For still another reason we think the judgment is wrong. Assuming with plaintiff that, if the money paid upon this illegal assessment came into the possession of the receiver and to that extent augmented or increased the assets of the insolvent estate, plaintiff might be entitled to the appropriate judgment. It is not necessary under the established rule in this jurisdiction that money may not be traced as a trust fund, although it has no earmarks. If the money which plaintiff paid on the illegal assessment to the Sterling bank had been commingled with its funds generally, and afterwards, thus commingled, had come into the hands of the receiver, if, in other respects, this constituted a trust fund which plaintiff is entitled to recover, the fact that the identical money was not in the hands of the receiver is not important. In this case it is alleged in the answer, and admitted by plaintiff, that when this money was paid by the plaintiff to the Sterling bank for the purpose indicated, it was at once transmitted to the National Park Bank and applied upon the indebtedness of the Sterling to the New York bank. This was not a payment *500ratably among creditors, but was a preference in favor of the New York Bank. The money never came into the possession of the receiver. Though this payment to the New York bank may have decreased the total indebtedness of the Sterling bank, the assets of the bank which came into the hands of the receiver were not thereby augmented. The reduction of the Sterling bank’s indebtedness, resulting from the application of plaintiff’s money, did not increase the fund which actually came into the hands of the receiver, and none of it, therefore, increased or swelled the assets that he received, and out of which the creditors must be paid, if at all. None of this money came into the hands or possession of the receiver. The bank did not pay it to the creditors of the bank ratably, but applied all of it in payment of a single debt.
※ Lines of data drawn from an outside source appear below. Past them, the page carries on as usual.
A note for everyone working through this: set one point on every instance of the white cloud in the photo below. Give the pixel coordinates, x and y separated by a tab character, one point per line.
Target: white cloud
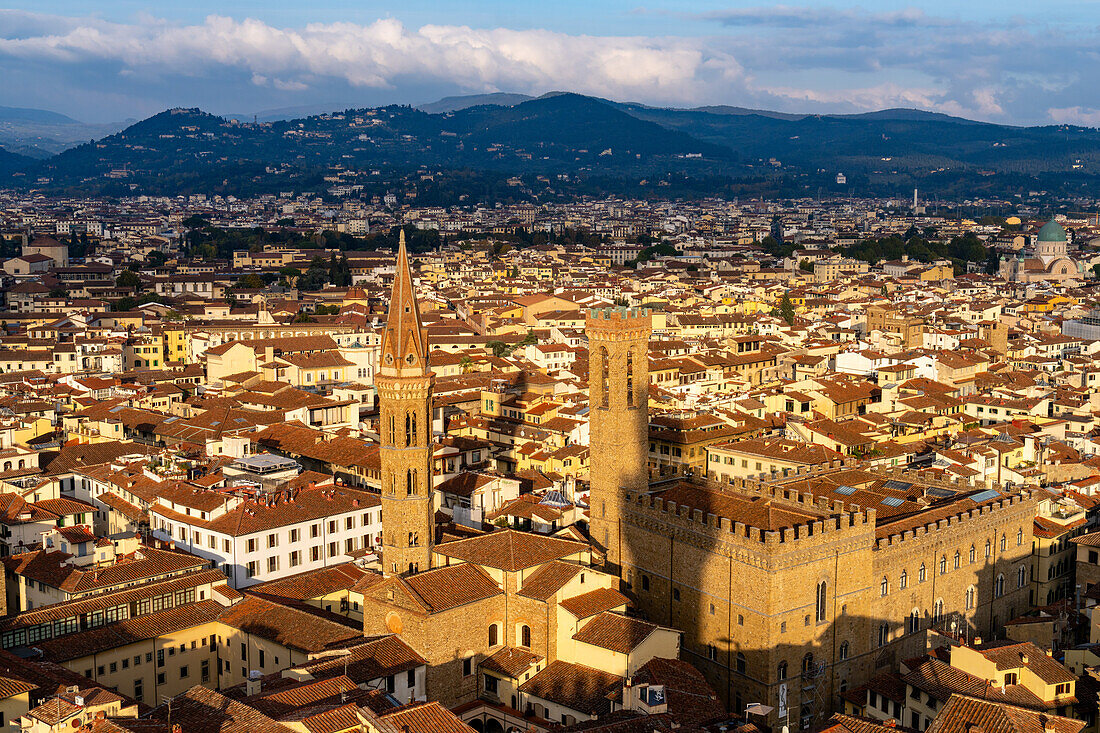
787	57
383	53
1082	116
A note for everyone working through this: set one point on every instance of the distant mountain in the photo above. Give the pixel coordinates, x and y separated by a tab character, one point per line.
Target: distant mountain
455	104
41	133
564	143
287	112
12	162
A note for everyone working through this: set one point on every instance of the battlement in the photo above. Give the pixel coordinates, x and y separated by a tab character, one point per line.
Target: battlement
620	314
829	521
985	512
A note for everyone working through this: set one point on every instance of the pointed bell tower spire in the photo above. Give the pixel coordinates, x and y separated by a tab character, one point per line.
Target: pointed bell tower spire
404	342
404	384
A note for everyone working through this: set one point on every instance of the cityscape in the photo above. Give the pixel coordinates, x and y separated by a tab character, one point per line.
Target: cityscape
565	403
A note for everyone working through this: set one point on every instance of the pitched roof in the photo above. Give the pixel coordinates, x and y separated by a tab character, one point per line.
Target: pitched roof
510	550
965	714
576	687
615	632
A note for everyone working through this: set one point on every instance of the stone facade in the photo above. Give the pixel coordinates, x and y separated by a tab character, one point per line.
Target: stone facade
805	611
618	398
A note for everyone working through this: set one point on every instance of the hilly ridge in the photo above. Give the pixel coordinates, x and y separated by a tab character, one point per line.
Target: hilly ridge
583	144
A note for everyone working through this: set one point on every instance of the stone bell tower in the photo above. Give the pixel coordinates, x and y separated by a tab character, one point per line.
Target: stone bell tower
404	384
618	418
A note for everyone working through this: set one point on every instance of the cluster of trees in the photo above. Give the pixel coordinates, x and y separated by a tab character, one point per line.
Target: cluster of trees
959	250
336	271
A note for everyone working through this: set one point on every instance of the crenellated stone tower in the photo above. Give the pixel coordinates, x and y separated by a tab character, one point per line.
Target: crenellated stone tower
618	418
404	383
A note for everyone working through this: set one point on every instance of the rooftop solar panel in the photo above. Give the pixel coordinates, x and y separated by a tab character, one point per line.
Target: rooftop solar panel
942	493
986	495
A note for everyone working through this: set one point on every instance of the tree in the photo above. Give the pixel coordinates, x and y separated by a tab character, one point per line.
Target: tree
499	348
316	275
787	309
251	282
128	279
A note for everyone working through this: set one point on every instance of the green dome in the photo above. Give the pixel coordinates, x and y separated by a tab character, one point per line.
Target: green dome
1052	231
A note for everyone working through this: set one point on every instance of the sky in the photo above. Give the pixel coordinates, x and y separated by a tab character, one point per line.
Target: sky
1034	62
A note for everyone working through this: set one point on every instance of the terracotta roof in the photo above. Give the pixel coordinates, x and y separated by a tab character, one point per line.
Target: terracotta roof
510	662
373	659
576	687
50	567
201	710
965	714
129	631
290	626
421	718
547	580
615	632
314	583
450	587
510	550
593	602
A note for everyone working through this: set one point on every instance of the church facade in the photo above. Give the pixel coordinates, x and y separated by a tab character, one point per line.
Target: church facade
1048	262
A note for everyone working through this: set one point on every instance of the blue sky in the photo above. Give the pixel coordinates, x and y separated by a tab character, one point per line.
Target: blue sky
1025	63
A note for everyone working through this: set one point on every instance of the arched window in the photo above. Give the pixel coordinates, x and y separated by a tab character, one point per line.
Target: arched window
629	376
605	379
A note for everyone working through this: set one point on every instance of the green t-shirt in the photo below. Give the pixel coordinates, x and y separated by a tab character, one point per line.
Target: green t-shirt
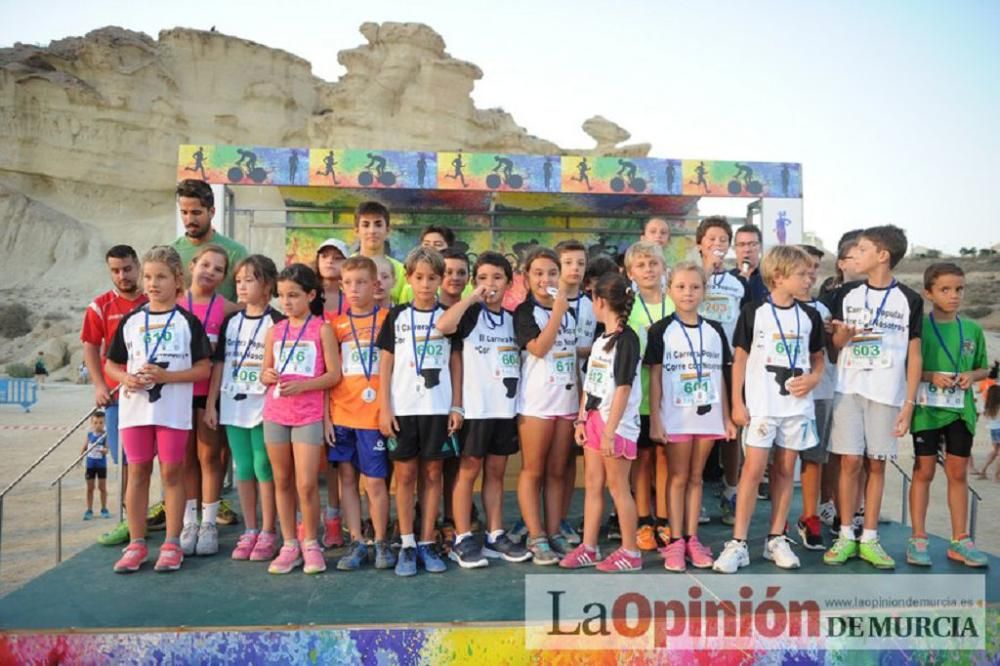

The application for supersedeas is denied and the judgment of the district court must be, and hereby is, reversed and the cause remanded with instructions to vacate the same and, in lieu thereof, to enter a judgment against the bank awarding plaintiff the amount of his claim, to be paid by the receiver, if at all, only out of the remaining assets, if any, after the general creditors, including the depositors, are paid in full, and ratably out of such remaining assets with other paying stockholders of such assessment, if any, as against the non-paying shareholders.